Bata India is planning a sharp expansion of its retail and franchise network, with a focus on smaller towns and technology-led merchandising, as it looks to strengthen market share amid a challenging demand environment.

The footwear retailer aims to more than double the number of stores using its “zero-based merchandising” model to about 800 outlets by December 2026, from around 400 currently, according to a report by The Economic Times.

Badri Beriwal, chief strategy officer and chief business development officer at Bata India, told the newspaper that the company had rolled out the zero-based merchandising format across 400 stores, up from 100 outlets a year ago, adding that the model was becoming central to its retail network.

Bata is also accelerating franchise-led expansion. Beriwal said the company’s franchise network has grown from about 100 stores five years ago to roughly 700 outlets currently. The company plans to double its annual store addition rate from 70–80 outlets at present, having identified potential trade areas with size and revenue estimators to guide expansion.

The retailer is targeting tier 3 to tier 5 towns as part of its growth strategy, supported by investments in technology and operational consolidation. The company has merged 22 separate internal applications into a unified platform, Bata Hub, which integrates functions such as customer feedback and visual merchandising.

Beriwal said the reduction in goods and services tax on footwear priced below Rs 2,500—from 18 per cent to 5 per cent—has created more favourable market conditions. According to Euromonitor, Bata’s market share rose from 4.3 per cent in 2020 to 4.8 per cent in 2024.

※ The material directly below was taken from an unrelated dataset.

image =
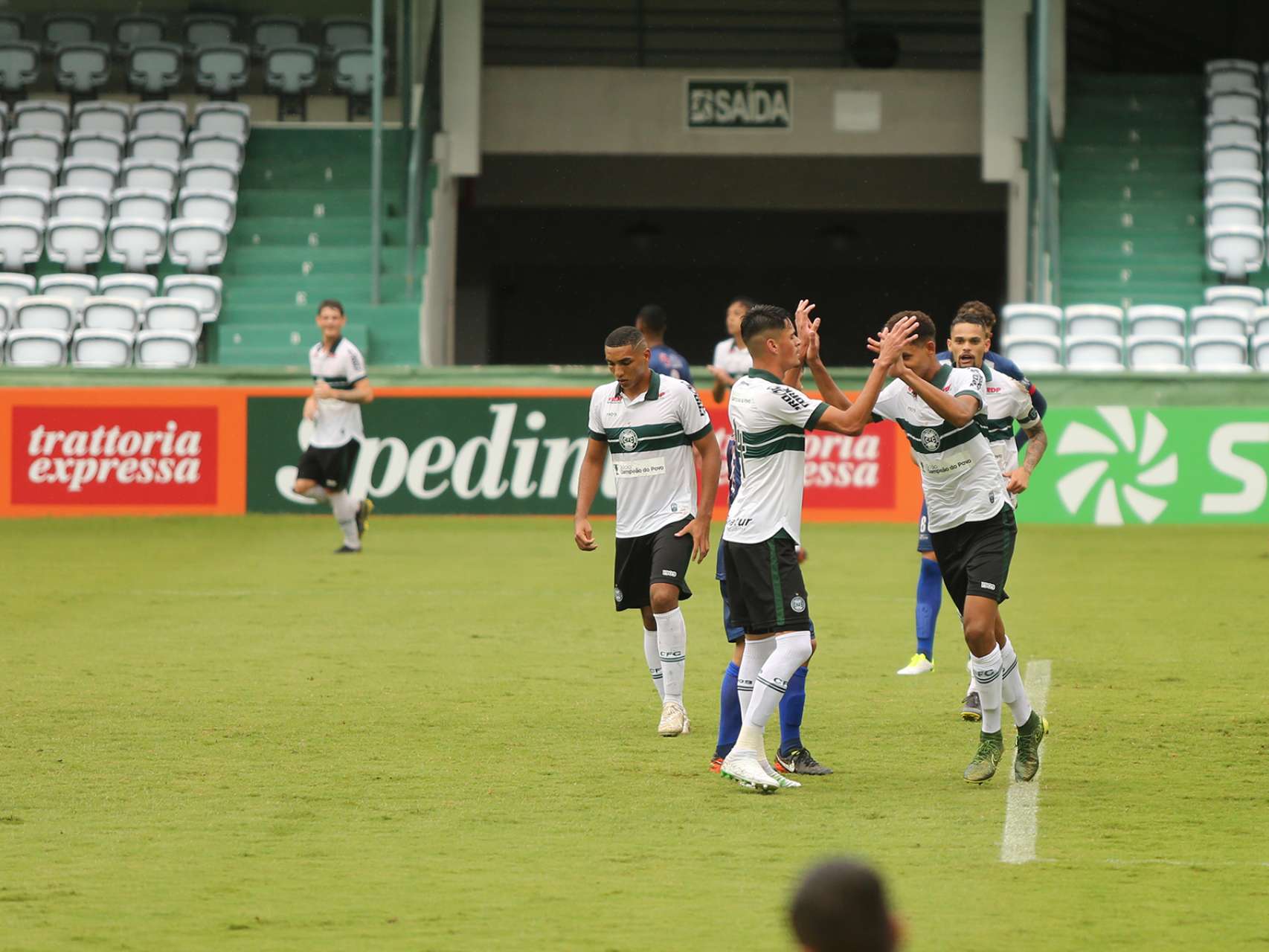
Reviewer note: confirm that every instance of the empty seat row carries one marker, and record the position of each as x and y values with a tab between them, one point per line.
231	120
201	291
150	350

Separately, Bata India’s board last week approved the introduction of a voluntary retirement scheme for eligible workers at its Bata Shatak manufacturing unit in Hosur, Tamil Nadu. The company said the scheme would be offered to all eligible employees at the unit and was expected to be mutually beneficial for both workers and the organisation.

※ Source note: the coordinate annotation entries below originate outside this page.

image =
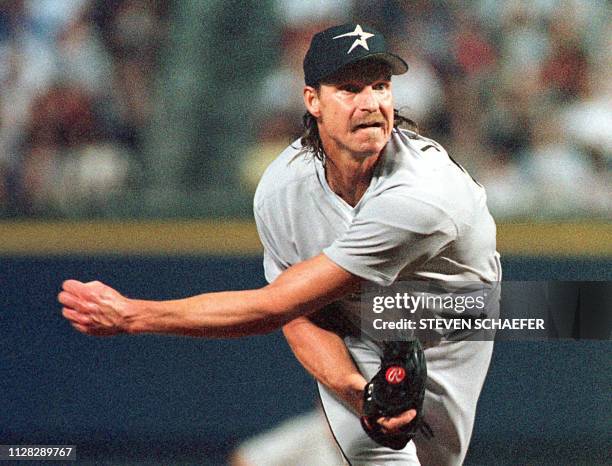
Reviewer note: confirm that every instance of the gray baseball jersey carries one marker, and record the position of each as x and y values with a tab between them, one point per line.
422	218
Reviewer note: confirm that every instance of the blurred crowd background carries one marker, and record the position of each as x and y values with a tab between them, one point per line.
152	108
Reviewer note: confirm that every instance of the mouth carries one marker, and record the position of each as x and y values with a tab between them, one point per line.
367	125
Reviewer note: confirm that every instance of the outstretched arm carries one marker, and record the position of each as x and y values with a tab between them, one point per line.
325	356
96	309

The expansion plans come against the backdrop of weak recent financial performance. In the second quarter of the current financial year, Bata reported a 73.26 per cent year-on-year fall in consolidated net profit to Rs 13.9 crore, weighed down by lower revenue and higher expenses during the transition to the GST 2.0 regime. Consolidated revenue from operations declined 4.3 per cent to Rs 801.33 crore for the quarter ended September 30, 2025.